L’auteure revisite librement la vie de l’écrivaine anglaise Virginia Woolf en remettant son œuvre dans le contexte de l’époque où il n’était pas bon d’être une femme et d’avoir des envies d’écrire. Woolf a tout de même suivi sa voie, au-delà des convenances, et est parvenu à se loger dans l’écriture, malgré les difficultés extérieures et intrinsèques qui la menaient aux abois. Avec fluidité et éloquence, Favier parvient à capter l’essence de cet esprit libre du XXe siècle. 

Pourquoi avoir choisi de vous intéresser à la figure de Virginia Woolf?
Virginia Woolf est une figure mythique de la littérature, mais c’est avant tout un modèle pour les écrivaines, une « grande sœur ». C’est l’une des premières femmes à publier directement sous son nom et non sous un nom d’homme, et à connaître la célébrité de son vivant. Elle a montré le chemin. Pour moi qui entame mon parcours de romancière, qui commence seulement à m’autoriser à être l’écrivaine que je suis, me glisser dans les pas de la petite fille, de l’adolescente qu’a été Virginia, était une manière de grandir avec elle, de devenir écrivaine en racontant la manière dont elle-même le devient. Ainsi elle m’a accompagnée vers ma liberté, en même temps que j’essayais de comprendre comment elle a su conquérir la sienne.
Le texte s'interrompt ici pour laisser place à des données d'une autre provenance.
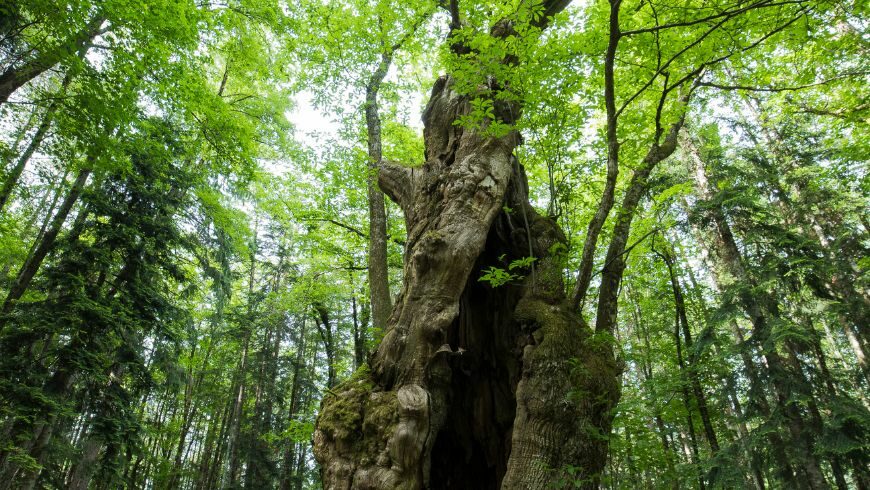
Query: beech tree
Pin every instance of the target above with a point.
(457, 244)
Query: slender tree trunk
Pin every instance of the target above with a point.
(758, 307)
(683, 319)
(28, 270)
(288, 467)
(379, 285)
(448, 402)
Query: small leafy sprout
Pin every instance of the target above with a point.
(496, 276)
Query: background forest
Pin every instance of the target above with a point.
(194, 249)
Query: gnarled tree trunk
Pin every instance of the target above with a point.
(473, 386)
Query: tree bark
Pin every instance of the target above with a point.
(379, 283)
(473, 386)
(16, 76)
(28, 270)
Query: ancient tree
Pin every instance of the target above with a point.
(473, 386)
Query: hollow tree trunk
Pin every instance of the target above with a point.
(472, 386)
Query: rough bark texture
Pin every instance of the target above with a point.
(472, 386)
Pourquoi avoir préféré la fiction pour aborder la vie de l’écrivaine anglaise?
D’abord parce que je suis romancière avant tout. Le travail de biographe, d’historien, est tout différent. Il est passionnant, mais il ne me permet pas d’avancer dans ma quête de compréhension du monde et de moi-même comme me le permet la fiction. La fiction est le lieu de l’incertitude, de l’hypothèse, et donc de tous les possibles. Je ne voulais pas établir de quelconques « vérités » sur Virginia, je voulais avoir la possibilité d’assumer ma subjectivité. Et cela me permet aussi d’universaliser mon propos : c’est moins un livre sur Virginia Woolf que sur la manière dont on s’empare de sa liberté. Ce qui d’ailleurs était déjà le thème de mon premier roman.

Virginia Woolf écrit dans Les vagues : « Aucun de nous n’est complet en lui seul. » Qu’est-ce que l’œuvre de l’auteure vous a apporté ou plus généralement que peut-elle apporter à celui ou celle qui la fréquente?
Son intelligence et son humour sont exceptionnels, et font que son chemin d’écriture est une leçon pour quiconque la lit. Elle invente une forme littéraire non seulement sensible, mais au plus près de l’intime, elle n’hésite pas à entrer dans le cœur des contradictions humaines, des failles, elle scrute les petitesses en elle et en autrui, avec un sens de l’autodérision et une puissance poétique qui font que son œuvre appartient à la grande, à l’immense littérature. Mais sans que cela ne soit écrasant : le point de vue intimiste qu’elle adopte permet l’identification, et paradoxalement, c’est ainsi qu’elle autorise le lecteur à élaborer sa propre vision du monde. C’est véritablement de la littérature qui aide à vivre.

L’époque et le milieu dans lequel Virginia Woolf évolue la conditionnent à la conformité. Qu’est-ce qui fait selon vous qu’elle conservera jusqu’au bout ses velléités d’écriture et qu’elle demeurera, somme toute, un esprit libre?
C’est sans doute l’une des questions les plus difficiles à résoudre : qu’est-ce qui fait que le génie éclot à tel endroit, à tel moment, alors que mille raisons semblaient interdire cette éclosion ? Qu’est-ce qui fait que l’on prend son destin en main, alors que rien ne nous y prédispose? Encore une fois, il me semble impossible de donner ici une réponse définitive. Mais si je dois vraiment avancer une explication, il me semble que c’était tout simplement pour elle une question de survie. Tout ce qu’elle a pu traverser — inceste, deuils, oppression patriarcale —, l’immense solitude surtout dans laquelle elle a grandi, l’a obligée à s’inventer un destin débordant le cadre de celui que l’on avait prévu pour elle.